Eldridge watched the other carefully and without moving.

“We see your race, therefore,” went on the academician, and Eldridge received the mental impression of an elderly man putting the tips of his ringers together judiciously, “as one with great or overwhelming natural talents, but unfortunately also with one great natural flaw. This flaw seems to be a desire—almost a need—to acquire and possess things. To reach out, encompass, and absorb. It is not,” shrugged the academician, “a unique trait. Other races have it—but not to such an extent that it makes them a threat to their co-existing cultures. Yet, this in itself is not the real problem. If it was a simple matter of rapacity, a combination of other races should be able to contain your people. There is a natural inevitable balance of that sort continually at work in the galaxy. No,” said the academician and paused, looking at the commander.

“Go on. Go on,” said the commander. The academician bowed.

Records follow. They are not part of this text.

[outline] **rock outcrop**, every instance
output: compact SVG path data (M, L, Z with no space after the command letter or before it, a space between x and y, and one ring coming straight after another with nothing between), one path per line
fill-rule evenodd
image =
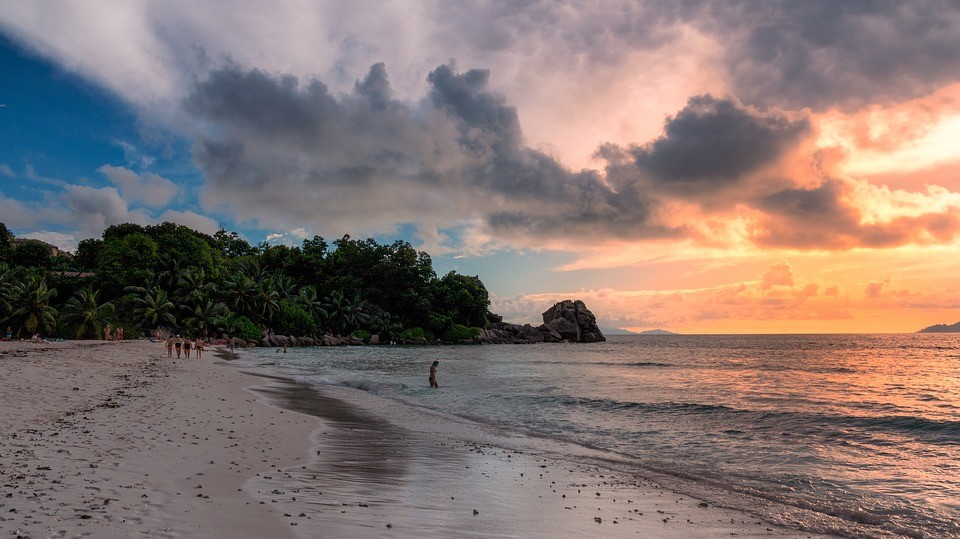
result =
M494 320L490 316L488 320ZM543 324L490 323L475 339L481 344L601 342L607 340L597 317L580 300L564 300L543 313Z
M533 343L592 343L606 341L603 332L597 326L597 317L580 300L564 300L543 313L543 323L510 324L503 317L487 313L487 326L472 340L457 341L452 344L533 344ZM226 336L225 336L226 337ZM355 336L332 335L322 337L297 337L277 335L273 330L265 329L259 341L244 342L234 339L237 346L263 346L281 348L284 346L359 346L363 344L386 344L379 335L371 335L368 342ZM439 341L437 341L439 342ZM402 344L431 344L426 340L403 341Z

“No, it is not that simple. As a guide to what remains, we have only the legend, made anew and reinforced after each outward sweep of you people. We know that there must be something more than we have found—and we have studied you carefully, both your home world and now you, personally. There must be something more in you, some genius, some capability above the normal, to account for the fantastic nature of your race’s previous successes. But the legend says only—Danger, Human! High Explosive. Do not touch—and we find nothing in you to justify the warning.”

He sighed. Or at least Eldridge received a sudden, unexpected intimation of deep weariness.

“Because of a number of factors—too numerous to go into and most of them not understandable to you—it is our race which must deal with this problem for the rest of the galaxy. What can we do? We dare not leave you be until you grow strong and come out once more. And the legend expressly warns us against touching you in any way. So we have chosen to pick one—but I intrude upon your field, doctor.”

The two of them exchanged bows. The doctor took up the talk speaking briskly and entirely to Eldridge.

“A joint meeting of those of us best suited to consider the situation recommended that we pick up one specimen for intensive observation. For reasons of availability, you were the one chosen. Following your return under drugs to this planet, you were thoroughly examined, by the best of medical techniques, both mentally and physically. I will not go into detail, since we have no wish to depress you unduly. I merely want to impress on you the fact that we found nothing. Nothing. No unusual power or ability of any sort, such as history shows you to have had and legend hints at. I mention this because of the further course of action we have decided to take. Commander?”

The being behind the desk got to his hind feet. The other two rose.

“You will come with us,” said the commander.

Herded by them, Eldridge went out through the room’s door into brilliant sunlight and across a small stretch of something like concrete to a stubby egg-shaped craft with ridiculous little wings.

“Inside,” said the commander. They got in. The commander squatted before a bank of instruments, manipulated a simple sticklike control, and after a moment the ship took to the air. They flew for perhaps half an hour, with Eldridge wishing he was in a position to see out one of the high windows, then landed at a field apparently literally hacked out of a small forest of mountains.